Traditionally, the ultrasound done by either the radiologist or the technician is very detailed but the correlation with the patient condition is generally missing and has no real-time connection with the management of such patients. Similarly, the cardiologist is very busy and for him to perform an echocardiogram just to inform the cardiac function is never a big priority. But as a bedside clinician, you require rapid and reliable answers as they would help you in formulating the plan of management of a sick patient. POCUS allows a clinician to take rapid decisions which result in timely intervention on these patients and possibly change the outcome.1 As per Manno et al.2 it has been shown that just by doing POCUS of all patients admitted to the intensive care unit (ICU), changes the diagnosis in 26% of patients and prompted invasive procedures in almost 18% of the patients. They named this the “ICU-sound” protocol.4
APPLICATIONS
Point-of-care ultrasound can be applied to any body part and for assessment of any disease. In critical care and emergency department, the questions that need to answered are of urgent nature. One should always be aware of the limitations of ultrasonography (USG) when certain patient factors like morbid obesity, subcutaneous emphysema, or large dressings at the site of examination preclude the use of USG. Still POCUS has great applicability and in the ICU, these can be divided into three broad categories:
- Diagnostic:
- Airway patency and signs of deviation
- Prediction of intubation difficulty
- Assessment of prandial status
- Diagnosis of lung conditions like consolidation, atelectasis, pleural effusion, acute respiratory distress syndrome (ARDS), pneumothorax
- Cardiac conditions like pulmonary embolism, pulmonary edema, pericardial effusion, and tamponade
- Deep vein thrombosis (DVT)
- Intraperitoneal collections.
- Therapeutic:
- Gaining vascular access
- Drainages of collections like pleural effusion, pericardial effusion, intra-abdominal collection
- Cricothyroidotomy and percutaneous tracheostomy
- Position of temporary pacemaker leads.
- Assessment:
- Fluid status assessment
- Lung aeration and deaeration assessment
- Resolution of pneumothorax after decompression
- Improvement in pulmonary edema, interval progression, or regression of consolidation.
THE EVIDENCE
Due to increased use of POCUS by clinicians in various fields of medicine, the professional societies like American Institute of Ultrasound in Medicine (AIUM), American College of Emergency Physicians (ACEP), American College of Chest Physicians (ACCP), and American Society of Echocardiography (ASE) have published guidelines about the use of POCUS in critical areas like emergency wards and ICUs. Similarly, the European Society of Intensive Care Medicine (ESICM) has also published their practice recommendations on lung ultrasound. The inclusion of ultrasound as focused assessment by sonography in trauma (FAST) scan in trauma has long been practiced with excellent sensitivity and specificity.3
THE PURPOSE
The purpose of this core curriculum about POCUS in critical care is to train healthcare professionals to safely use ultrasound in their clinical practice and also to get themselves5 certified for the same. You would be going through the entire head-to-toe examination with the help of ultrasound and will also come across practice recommendations which we propagate. After the completion of this curriculum, one should be able to perform POCUS in routine clinical practice with good proficiency and help in patient management.
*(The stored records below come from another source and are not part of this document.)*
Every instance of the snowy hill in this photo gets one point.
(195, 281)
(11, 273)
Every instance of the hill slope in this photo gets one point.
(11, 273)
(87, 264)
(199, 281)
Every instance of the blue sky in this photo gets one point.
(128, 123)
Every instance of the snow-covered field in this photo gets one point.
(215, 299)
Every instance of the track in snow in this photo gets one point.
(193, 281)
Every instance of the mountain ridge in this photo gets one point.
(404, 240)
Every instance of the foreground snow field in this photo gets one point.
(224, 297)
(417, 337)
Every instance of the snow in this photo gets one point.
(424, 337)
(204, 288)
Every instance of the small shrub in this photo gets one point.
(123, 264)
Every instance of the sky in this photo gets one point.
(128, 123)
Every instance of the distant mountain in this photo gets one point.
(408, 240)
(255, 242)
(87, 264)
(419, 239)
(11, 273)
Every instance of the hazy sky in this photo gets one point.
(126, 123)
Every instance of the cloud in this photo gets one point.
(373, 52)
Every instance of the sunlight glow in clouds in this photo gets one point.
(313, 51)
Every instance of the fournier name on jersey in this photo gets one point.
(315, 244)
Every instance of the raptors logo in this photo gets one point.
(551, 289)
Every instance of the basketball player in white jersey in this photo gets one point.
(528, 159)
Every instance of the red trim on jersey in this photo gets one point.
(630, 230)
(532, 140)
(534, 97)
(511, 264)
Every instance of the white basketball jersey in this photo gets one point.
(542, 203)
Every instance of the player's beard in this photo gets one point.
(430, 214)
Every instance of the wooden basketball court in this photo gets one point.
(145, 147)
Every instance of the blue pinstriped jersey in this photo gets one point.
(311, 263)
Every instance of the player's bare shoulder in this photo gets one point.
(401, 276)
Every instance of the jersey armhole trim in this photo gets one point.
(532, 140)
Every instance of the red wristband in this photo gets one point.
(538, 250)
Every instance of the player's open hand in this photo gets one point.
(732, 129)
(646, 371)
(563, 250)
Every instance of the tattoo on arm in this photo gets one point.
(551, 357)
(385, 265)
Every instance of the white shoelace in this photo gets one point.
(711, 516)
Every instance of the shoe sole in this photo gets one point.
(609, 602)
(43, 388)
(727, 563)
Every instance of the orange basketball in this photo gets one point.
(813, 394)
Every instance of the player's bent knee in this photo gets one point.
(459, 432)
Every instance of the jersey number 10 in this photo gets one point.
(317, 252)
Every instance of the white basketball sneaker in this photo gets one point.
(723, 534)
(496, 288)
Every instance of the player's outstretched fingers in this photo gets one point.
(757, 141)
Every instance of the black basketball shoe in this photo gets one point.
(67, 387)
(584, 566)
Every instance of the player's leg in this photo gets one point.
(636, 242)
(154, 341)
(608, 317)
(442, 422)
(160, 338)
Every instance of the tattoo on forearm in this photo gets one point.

The idea of this curriculum is to train the physicians in the use of POCUS as per the latest recommendations, then provide them credentialing for safe use in their clinical practice, and motivate them to constantly re-appraise their clinical skill.
REFERENCES
- Kory PD, Pellecchia CM, Shiloh AL, Mayo PH, DiBello C, Koenig S. Accuracy of ultrasonography performed by critical care physicians for the diagnosis of DVT. Chest. 2011;139:538–54.
- Manno E, Navarra M, Faccio L, Motevallian M, Bertolaccini L, Mfochivè A, et al. Deep impact of ultrasound in the intensive care unit: the “ICU-sound” protocol. Anesthesiology. 2012;117(4):801–9.